Bob Gibbs

U.S. Rep. Bob Gibbs (R-7th District) spoke during the Richland County Republican Party monthly meeting on April 5 at DLX in downtown Mansfield.

WASHINGTON D.C. -- U.S. Rep. Bob Gibbs (R-OH), whose 7th Ohio District includes northern Richland County as well as Ashland and Knox County, introduced three articles of impeachment against President Joe Biden this week.

Gibbs has three co-sponsors on his articles, including Rep. Andy Biggs (R-AZ), Rep. Brian Babin (R-TX), and Rep. Randy Weber (R-TX).

Gibbs acknowledged to the Columbus Dispatch the articles have no chance in advancing through the Democrat-controlled House of Representatives, but said he "could not stand by" any longer.

"This is a shot across the bow," Gibbs told the Columbus Dispatch. "When Republicans take back the House, we will take our commitment to the separation of powers, our role as a check and balance to the executive branch seriously.

"President Biden, Vice President Harris, and the entire administration is officially on notice."

Gibbs began working on the resolution in a letter he posted at his website on Aug. 6. He said that was prompted following "the blatantly unconstitutional directive from the CDC on eviction moratoriums."

In addition, Gibbs argued that Biden's actions on the southern border represent "a negligence in keeping America secure. We need to cut this off at the pass now and show we will not stand for clearly unconstitutional actions.”

Yahoo.com reported that Gibbs’s resolution includes three articles of impeachment that cover the Afghanistan withdrawal, migration at the U.S.-Mexican border, and Biden's attempt to extend the federal moratorium on evictions -- which was blocked by the U.S. Supreme Court.

“We actually started working before the Afghanistan debacle because I was so upset (about the border and eviction situations)," Gibbs told Yahoo.com. “Obviously, it's not going to go anywhere with Speaker (Nancy) Pelosi.

“(But) it shows that there are some Republicans that think that this president needs to be impeached, he needs to be removed from office one way or another. At some point, they're gonna be held accountable for their actions."

Gibbs is not the first to introduce articles of impeachment against Biden, who was sworn in as president in January. 

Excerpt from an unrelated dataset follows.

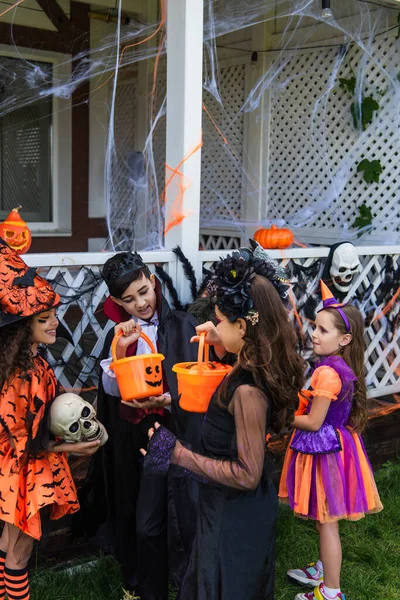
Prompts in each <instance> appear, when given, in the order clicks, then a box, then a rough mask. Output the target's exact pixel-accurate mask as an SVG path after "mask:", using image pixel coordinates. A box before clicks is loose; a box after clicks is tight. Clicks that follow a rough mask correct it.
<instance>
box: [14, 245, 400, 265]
mask: <svg viewBox="0 0 400 600" xmlns="http://www.w3.org/2000/svg"><path fill="white" fill-rule="evenodd" d="M356 249H357V252H358V254H359V256H374V255H379V256H381V255H386V254H394V255H400V245H399V246H356ZM329 250H330V248H326V247H325V248H322V247H320V248H290V249H287V250H268V254H269V255H270V256H271V257H272V258H278V259H281V258H284V259H285V260H286V259H296V258H326V257H327V256H328V254H329ZM231 252H232V250H199V252H198V260H199V262H200V263H206V262H214V261H215V260H219V259H220V258H221V257H225V256H226V255H227V254H230V253H231ZM114 254H115V253H114V252H71V253H69V254H67V253H65V252H59V253H52V254H25V255H24V257H23V258H24V261H25V262H26V263H27V264H28V265H29V266H30V267H57V266H62V265H76V266H89V265H102V264H104V263H105V261H106V260H107V259H109V258H110V257H111V256H114ZM140 255H141V257H142V258H143V261H144V262H145V263H150V264H151V263H156V262H160V263H171V262H174V263H175V262H176V256H175V254H174V253H173V252H172V251H170V250H155V251H149V252H141V253H140Z"/></svg>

Georgia Republican Rep. Marjorie Taylor Greene introduced an impeachment resolution against Biden on his first full day in office for “abuse of power by enabling bribery” relating to his son, Hunter Biden.

She followed with two more impeachment resolutions in August: one concerning Biden’s extension of the eviction moratorium, which Republican Reps. Paul Gosar of Arizona and Mary Miller of Illinois co-sponsored, and another citing his handling of the Afghanistan withdrawal, which has seven Republican co-sponsors.

Earlier this month, Texas Republican Rep. Randy Weber also introduced an article of impeachment against Biden for abuse of power regarding the withdrawal of U.S. forces from Afghanistan, alleging Biden urged former Afghan President Ashraf Ghani to “falsely portray” progress in fighting the Taliban in a July 23 phone call. Biggs and Georgia Republican Rep. Jody Hice co-sponsored that resolution.

House Republican leadership has not endorsed impeachment of Biden to date, but House Minority Leader Kevin McCarthy promised last month there would be a “day of reckoning” for how Biden executed the Afghanistan withdrawal.

“I take this seriously. I don't think it's haphazard. I'm not trying to get media attention for myself,” Gibbs told the Washington Examiner. “He’s done so much damage to this country in less than nine months, which is really scary.

“He's not capable of being commander in chief, and that's obvious by the actions since Day One when he took the presidency back in January,” Gibbs said. “Maybe something like this makes the White House think twice before they do some of this nonsense."

Gibbs acknowledged that impeachment should only be used in extreme instances, but argued it was weaponized by Democrats against President Trump.

"As conservatives and Republicans, I believe we understand impeachment is a serious constitutional mechanism, meant to be used only in the rarest and most grave circumstances," he wrote in August. "Sadly, we saw our Democrat colleagues debase it and use it as a talking point for electoral gain.

"We must strenuously avoid such trivial treatment of our duty."